Monday, November 1, 2010

What I want my kids to learn in my home...

I have been thinking a lot about what I want my kids to come away with from our home.  What ideas out of everything I teach them do I want to stand out?  Things that when they see, or feel or come across will be very familiar to them and the feelings in our home.  This is what I came up with.  

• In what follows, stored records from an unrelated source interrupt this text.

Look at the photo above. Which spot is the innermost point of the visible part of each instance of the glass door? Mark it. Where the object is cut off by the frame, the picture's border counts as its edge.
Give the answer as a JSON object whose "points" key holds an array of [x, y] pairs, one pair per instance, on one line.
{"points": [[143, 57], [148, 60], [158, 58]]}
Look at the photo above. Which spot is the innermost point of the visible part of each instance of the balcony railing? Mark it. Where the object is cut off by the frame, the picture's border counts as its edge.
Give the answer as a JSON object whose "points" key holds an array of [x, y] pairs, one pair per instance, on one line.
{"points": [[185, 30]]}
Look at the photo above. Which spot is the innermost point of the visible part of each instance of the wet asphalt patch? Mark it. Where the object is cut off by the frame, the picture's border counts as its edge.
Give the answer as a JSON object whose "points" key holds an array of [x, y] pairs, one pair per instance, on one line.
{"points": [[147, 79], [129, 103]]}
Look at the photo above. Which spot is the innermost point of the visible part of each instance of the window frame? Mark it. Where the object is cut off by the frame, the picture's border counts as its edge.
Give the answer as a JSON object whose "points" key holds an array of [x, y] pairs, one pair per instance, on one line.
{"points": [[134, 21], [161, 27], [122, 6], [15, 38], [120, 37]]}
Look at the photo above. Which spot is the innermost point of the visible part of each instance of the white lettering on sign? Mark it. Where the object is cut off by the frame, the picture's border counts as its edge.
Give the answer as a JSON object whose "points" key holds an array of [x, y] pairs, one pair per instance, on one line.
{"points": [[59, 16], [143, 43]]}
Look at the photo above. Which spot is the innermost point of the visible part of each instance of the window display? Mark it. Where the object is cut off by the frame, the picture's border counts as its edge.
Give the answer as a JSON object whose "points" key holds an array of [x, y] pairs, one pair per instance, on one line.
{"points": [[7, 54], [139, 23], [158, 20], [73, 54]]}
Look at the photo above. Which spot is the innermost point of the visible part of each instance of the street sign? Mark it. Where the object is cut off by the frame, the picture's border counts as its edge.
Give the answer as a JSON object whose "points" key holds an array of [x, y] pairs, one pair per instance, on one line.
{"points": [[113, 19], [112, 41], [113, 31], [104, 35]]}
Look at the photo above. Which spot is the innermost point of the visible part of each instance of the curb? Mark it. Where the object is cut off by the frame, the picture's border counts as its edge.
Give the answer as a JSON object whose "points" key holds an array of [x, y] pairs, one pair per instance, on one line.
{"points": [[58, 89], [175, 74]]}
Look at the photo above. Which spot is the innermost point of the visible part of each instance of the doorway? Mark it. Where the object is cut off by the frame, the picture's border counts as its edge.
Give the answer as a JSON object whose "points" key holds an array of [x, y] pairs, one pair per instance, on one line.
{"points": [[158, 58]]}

To be anxiously engaged in a good cause.
To render simple acts of service
To be thoughtful and kind to the one-to love individually
To find the joy in all things
To be courageous in standing for truth and right

So, with our whole theme of being deliberate, I am going to engage them in a good cause tonight.  We are going to rake leaves at an elderly lady's home that we have done the last couple of years-she has such a beautiful piece of property with an apple orchard as far as the eye can see.  So one experience after another it will help them see that that is what we do.  We help those in need.  And then when they are older and away from home they will naturally look for moments to serve...and their hearts will yearn for it because it will be a part of them.  I like how simple it is.  All it requires is an idea, some rakes, sweatshirts, and hot chocolate at the end.  Whalah! 

Sunday, October 31, 2010

Carefree Timelessness...

This to me is the epitomy of what carefree timelessness is so easy to recognize it when you see it, just easy unassumming family togetherness.  We see it and we are immediately attracted to it.  When I look at this picture I want to jump back in that moment.  It was a crisp fall day in McCall.  I grabbed some snacks, got shoes, socks, and sweatshirts on and ignored the whining comments of not wanting to go. (This is always amazing to me.  Who wouldn't want to go on a Rhino ride into the mountains and soak up nature by finding sticks, throwing rocks, playing pine cone baseball, holding hands and reconnecting?!)  I knew they wanted to go, but for some reason it seems to be so much fun to moan and pretend you are so put out at first.  But the second they were all loaded in the smiles immediately overtook the initial hesitant remarks.  We were off.  It was what a mother always yearns for.  No homework, no soccer, no friends, no spills, no anything.  It was just us.  Our little Smith Crew as we call it.  It was a couple of hours that had to be created to press a reset button in us.  Matt and I have really tried to be conscious of carving out time to create moments of nothingness.  Every time we do we are recharged and have added a priceless memory into our children's book of experiences that they can replay anytime in their heads.  I love it when my 4 year old Ashton talks about things that we have done months earlier.  They do remember and they do love it.